Segundo o estudo, os países ricos são responsáveis por cerca de 92% de todas as emissões históricas excedentes. Além disso, há uma desigualdade significativa entre os países no acesso ao conhecimento e às tecnologias que são vitais tanto para a adaptação à crise climática quanto para a redução e prevenção de emissões de gases de efeito estufa.
“O que se pode afirmar com segurança é que os mais pobres, de todos os países, têm menor capacidade de se adaptar. Logo, são mais vulneráveis. Dentre eles, as mulheres são as que sofrem mais com desastres”, pontua Natalie Unterstell.
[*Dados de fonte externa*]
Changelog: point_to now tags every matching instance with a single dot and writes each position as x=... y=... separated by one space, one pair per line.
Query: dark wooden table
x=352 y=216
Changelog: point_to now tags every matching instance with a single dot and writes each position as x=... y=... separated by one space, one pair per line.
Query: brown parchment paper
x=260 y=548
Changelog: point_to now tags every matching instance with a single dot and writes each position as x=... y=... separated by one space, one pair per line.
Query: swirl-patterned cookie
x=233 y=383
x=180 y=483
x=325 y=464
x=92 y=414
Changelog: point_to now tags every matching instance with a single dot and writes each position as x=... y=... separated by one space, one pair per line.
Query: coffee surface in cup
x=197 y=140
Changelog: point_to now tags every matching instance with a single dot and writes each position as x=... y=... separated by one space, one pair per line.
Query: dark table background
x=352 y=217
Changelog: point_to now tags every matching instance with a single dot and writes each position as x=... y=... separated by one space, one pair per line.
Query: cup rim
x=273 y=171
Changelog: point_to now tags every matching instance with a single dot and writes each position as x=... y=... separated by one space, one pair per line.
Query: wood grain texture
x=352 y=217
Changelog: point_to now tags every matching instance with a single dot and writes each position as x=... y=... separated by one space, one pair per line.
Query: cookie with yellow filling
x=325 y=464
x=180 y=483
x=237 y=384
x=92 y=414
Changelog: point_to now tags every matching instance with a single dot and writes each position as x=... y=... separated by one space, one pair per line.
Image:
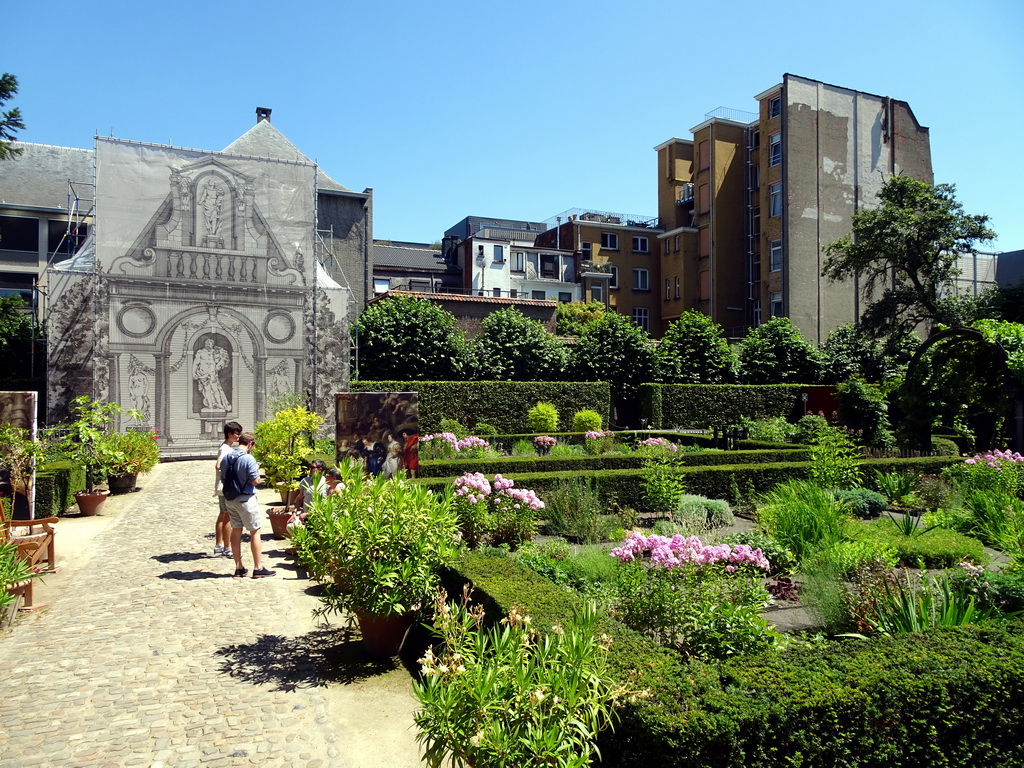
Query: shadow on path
x=311 y=660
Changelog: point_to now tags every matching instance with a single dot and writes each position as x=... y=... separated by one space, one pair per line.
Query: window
x=642 y=317
x=775 y=148
x=776 y=256
x=775 y=200
x=549 y=265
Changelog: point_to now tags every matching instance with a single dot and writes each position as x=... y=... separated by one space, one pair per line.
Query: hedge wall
x=56 y=484
x=711 y=406
x=943 y=698
x=625 y=486
x=501 y=403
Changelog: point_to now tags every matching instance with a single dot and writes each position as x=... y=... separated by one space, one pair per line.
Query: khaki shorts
x=244 y=512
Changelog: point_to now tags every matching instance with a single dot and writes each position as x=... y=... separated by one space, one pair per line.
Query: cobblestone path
x=155 y=656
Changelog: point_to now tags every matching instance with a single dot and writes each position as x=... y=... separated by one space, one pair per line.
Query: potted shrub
x=132 y=454
x=87 y=442
x=284 y=444
x=378 y=546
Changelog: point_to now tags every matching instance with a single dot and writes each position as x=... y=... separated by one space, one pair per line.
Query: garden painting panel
x=17 y=412
x=379 y=429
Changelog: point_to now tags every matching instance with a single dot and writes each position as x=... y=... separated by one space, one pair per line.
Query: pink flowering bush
x=701 y=599
x=992 y=471
x=495 y=512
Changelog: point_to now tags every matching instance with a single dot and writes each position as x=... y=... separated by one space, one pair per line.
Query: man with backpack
x=240 y=474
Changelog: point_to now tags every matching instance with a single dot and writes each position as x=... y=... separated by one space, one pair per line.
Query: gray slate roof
x=409 y=258
x=39 y=175
x=263 y=140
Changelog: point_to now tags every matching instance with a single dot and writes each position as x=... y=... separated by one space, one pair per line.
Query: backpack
x=231 y=487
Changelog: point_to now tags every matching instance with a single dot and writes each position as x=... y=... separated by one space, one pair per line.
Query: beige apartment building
x=750 y=201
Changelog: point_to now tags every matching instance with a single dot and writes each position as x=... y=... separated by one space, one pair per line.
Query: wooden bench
x=35 y=542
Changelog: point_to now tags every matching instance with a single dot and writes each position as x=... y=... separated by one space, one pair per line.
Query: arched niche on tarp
x=1012 y=385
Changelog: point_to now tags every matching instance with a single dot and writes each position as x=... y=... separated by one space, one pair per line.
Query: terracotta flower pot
x=383 y=636
x=91 y=504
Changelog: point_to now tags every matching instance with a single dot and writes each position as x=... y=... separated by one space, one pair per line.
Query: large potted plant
x=284 y=444
x=377 y=546
x=87 y=441
x=132 y=453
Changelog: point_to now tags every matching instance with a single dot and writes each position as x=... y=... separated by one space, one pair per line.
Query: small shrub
x=543 y=418
x=482 y=429
x=862 y=503
x=455 y=427
x=587 y=421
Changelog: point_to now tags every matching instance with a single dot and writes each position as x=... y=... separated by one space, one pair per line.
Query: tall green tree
x=904 y=253
x=616 y=350
x=406 y=338
x=10 y=121
x=513 y=347
x=777 y=353
x=694 y=350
De acordo com o mais recente relatório do IPCC, os eventos climáticos extremos cada vez mais frequentes expuseram milhões de pessoas à insegurança alimentar e hídrica, com os maiores impactos observados na África, na América Latina, na Ásia, nos pequenos países insulares e no Ártico. Além disso, de 2010 a 2020, a mortalidade causada por enchentes, secas e tempestades foi 15 vezes maior nas regiões mais vulneráveis do que nas menos vulneráveis.
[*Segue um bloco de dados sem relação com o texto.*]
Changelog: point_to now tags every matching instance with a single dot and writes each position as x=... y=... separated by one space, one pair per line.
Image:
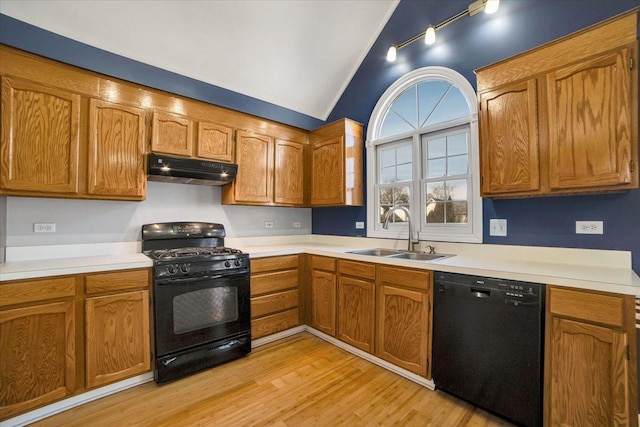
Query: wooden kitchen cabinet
x=40 y=145
x=38 y=342
x=274 y=295
x=323 y=294
x=336 y=152
x=590 y=362
x=270 y=172
x=356 y=304
x=563 y=118
x=116 y=150
x=176 y=134
x=117 y=326
x=403 y=324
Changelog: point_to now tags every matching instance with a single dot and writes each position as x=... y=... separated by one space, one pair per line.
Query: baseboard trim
x=373 y=359
x=72 y=402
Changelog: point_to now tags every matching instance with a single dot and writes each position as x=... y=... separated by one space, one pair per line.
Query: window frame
x=473 y=232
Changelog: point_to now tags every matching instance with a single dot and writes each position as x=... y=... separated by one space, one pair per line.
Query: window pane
x=406 y=107
x=430 y=93
x=457 y=144
x=393 y=125
x=436 y=148
x=453 y=106
x=457 y=165
x=436 y=168
x=456 y=190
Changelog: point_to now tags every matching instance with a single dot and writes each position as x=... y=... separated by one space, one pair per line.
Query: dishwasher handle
x=480 y=293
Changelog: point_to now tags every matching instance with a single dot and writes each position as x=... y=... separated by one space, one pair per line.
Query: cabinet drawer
x=116 y=281
x=259 y=265
x=36 y=290
x=606 y=309
x=272 y=282
x=419 y=279
x=358 y=269
x=273 y=303
x=323 y=263
x=275 y=323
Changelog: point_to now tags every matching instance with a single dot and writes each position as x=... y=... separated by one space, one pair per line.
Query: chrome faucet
x=385 y=225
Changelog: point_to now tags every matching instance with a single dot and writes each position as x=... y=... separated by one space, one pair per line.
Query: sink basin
x=376 y=252
x=393 y=253
x=419 y=256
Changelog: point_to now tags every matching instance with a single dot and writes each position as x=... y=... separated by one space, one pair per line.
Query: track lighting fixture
x=429 y=35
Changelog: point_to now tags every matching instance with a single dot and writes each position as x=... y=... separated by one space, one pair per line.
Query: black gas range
x=201 y=297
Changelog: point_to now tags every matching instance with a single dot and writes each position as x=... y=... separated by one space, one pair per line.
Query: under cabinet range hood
x=189 y=171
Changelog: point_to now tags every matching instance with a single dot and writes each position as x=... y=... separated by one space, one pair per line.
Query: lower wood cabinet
x=274 y=295
x=356 y=304
x=323 y=294
x=403 y=324
x=60 y=336
x=590 y=375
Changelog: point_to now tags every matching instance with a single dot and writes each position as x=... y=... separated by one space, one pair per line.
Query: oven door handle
x=179 y=280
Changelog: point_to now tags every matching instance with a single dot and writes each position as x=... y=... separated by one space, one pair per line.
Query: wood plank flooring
x=298 y=381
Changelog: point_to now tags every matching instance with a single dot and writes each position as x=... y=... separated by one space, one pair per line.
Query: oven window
x=204 y=308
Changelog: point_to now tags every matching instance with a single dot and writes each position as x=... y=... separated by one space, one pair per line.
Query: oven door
x=194 y=311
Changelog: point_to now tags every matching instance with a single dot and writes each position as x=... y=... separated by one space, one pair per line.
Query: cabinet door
x=288 y=176
x=40 y=138
x=117 y=337
x=323 y=301
x=254 y=155
x=356 y=312
x=403 y=328
x=327 y=172
x=509 y=139
x=215 y=142
x=172 y=134
x=116 y=150
x=38 y=360
x=589 y=114
x=589 y=375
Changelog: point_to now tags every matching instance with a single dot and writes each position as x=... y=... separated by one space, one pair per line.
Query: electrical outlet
x=498 y=227
x=42 y=227
x=589 y=227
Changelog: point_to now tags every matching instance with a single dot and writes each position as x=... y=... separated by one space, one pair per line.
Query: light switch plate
x=498 y=227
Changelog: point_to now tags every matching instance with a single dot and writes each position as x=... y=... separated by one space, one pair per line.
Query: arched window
x=422 y=153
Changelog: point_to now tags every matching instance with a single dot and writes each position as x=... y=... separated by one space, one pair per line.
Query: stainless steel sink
x=419 y=256
x=393 y=253
x=376 y=252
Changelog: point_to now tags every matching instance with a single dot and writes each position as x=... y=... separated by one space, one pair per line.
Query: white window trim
x=399 y=231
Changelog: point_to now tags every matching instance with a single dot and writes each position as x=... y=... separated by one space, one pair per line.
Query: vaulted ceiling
x=298 y=54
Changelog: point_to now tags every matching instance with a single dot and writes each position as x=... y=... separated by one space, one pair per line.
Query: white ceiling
x=298 y=54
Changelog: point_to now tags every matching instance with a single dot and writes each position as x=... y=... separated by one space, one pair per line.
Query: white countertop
x=595 y=270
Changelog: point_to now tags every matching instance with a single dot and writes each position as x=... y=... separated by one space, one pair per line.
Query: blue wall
x=32 y=39
x=465 y=45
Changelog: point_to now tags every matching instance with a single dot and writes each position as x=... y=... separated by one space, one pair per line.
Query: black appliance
x=201 y=298
x=488 y=339
x=189 y=171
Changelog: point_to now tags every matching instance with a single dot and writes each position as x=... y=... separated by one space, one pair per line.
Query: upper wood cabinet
x=40 y=146
x=116 y=150
x=270 y=171
x=590 y=362
x=336 y=156
x=563 y=118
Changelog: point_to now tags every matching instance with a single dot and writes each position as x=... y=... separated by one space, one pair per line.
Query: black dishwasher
x=488 y=338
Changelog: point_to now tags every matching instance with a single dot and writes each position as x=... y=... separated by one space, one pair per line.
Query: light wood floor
x=299 y=381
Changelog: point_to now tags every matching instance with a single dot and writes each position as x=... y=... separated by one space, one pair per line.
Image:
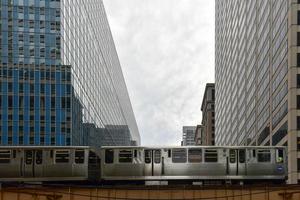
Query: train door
x=28 y=165
x=153 y=162
x=241 y=162
x=32 y=163
x=232 y=162
x=236 y=162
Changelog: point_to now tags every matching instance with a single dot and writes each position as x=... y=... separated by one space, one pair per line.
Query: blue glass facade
x=48 y=95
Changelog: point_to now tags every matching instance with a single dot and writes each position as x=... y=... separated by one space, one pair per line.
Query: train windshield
x=264 y=155
x=195 y=155
x=179 y=155
x=125 y=156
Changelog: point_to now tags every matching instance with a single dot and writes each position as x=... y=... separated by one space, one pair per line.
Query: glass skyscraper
x=61 y=80
x=258 y=77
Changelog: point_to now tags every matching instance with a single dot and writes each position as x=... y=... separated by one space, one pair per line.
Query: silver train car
x=35 y=163
x=193 y=163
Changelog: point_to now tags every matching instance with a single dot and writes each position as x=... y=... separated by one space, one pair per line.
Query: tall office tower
x=257 y=76
x=199 y=134
x=61 y=80
x=208 y=115
x=188 y=135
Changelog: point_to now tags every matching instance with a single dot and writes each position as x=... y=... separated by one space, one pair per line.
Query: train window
x=28 y=157
x=5 y=156
x=263 y=155
x=157 y=156
x=125 y=156
x=279 y=155
x=147 y=156
x=93 y=158
x=195 y=155
x=179 y=155
x=39 y=157
x=135 y=153
x=253 y=153
x=109 y=156
x=62 y=156
x=211 y=155
x=232 y=155
x=242 y=155
x=79 y=156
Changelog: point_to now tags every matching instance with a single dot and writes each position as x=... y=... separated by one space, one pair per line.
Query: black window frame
x=79 y=156
x=242 y=155
x=211 y=156
x=5 y=156
x=62 y=156
x=191 y=155
x=179 y=155
x=123 y=158
x=39 y=157
x=264 y=156
x=109 y=156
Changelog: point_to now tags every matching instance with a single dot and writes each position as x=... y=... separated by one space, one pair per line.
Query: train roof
x=180 y=147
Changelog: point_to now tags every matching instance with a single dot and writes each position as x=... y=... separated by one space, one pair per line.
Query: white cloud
x=166 y=50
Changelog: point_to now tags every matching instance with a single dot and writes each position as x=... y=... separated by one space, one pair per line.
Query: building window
x=298 y=122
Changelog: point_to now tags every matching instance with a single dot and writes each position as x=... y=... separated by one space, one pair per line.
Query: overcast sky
x=166 y=50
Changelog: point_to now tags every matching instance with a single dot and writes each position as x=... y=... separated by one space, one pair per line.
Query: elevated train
x=107 y=164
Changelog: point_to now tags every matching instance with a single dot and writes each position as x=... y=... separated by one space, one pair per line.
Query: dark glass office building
x=61 y=80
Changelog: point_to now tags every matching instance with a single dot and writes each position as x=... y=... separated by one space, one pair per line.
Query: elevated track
x=76 y=192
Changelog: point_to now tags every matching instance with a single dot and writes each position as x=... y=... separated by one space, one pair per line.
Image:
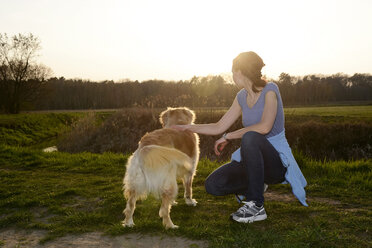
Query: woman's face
x=238 y=78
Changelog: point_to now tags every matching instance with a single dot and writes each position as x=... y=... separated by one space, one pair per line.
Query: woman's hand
x=180 y=127
x=219 y=145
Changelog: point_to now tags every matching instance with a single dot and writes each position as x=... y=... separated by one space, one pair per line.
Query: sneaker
x=249 y=213
x=241 y=198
O geógrafo Bruno Araujo pontua que nos interior da desigualdade entre os países, estão outras como a de classe e a de gênero, tendo em vista que a maior parte das pessoas pobres do mundo são mulheres e elas já respondem por 80% das pessoas deslocadas pelas mudanças climáticas, de acordo com relatório do Women in Finance Climate Action Group. Também a de raça, o que potencializa o racismo ambiental, já que os lugares de maior risco de deslizamento, enchentes e catástrofes associadas às mudanças climáticas são ocupados por pessoas pretas.
“A verdade é que as mudanças climáticas encontram uma sociedade desigual, provocando impactos desiguais e potencializando tais desigualdades. Elas são mais um vetor de morte para populações pobres”, finaliza o geógrafo.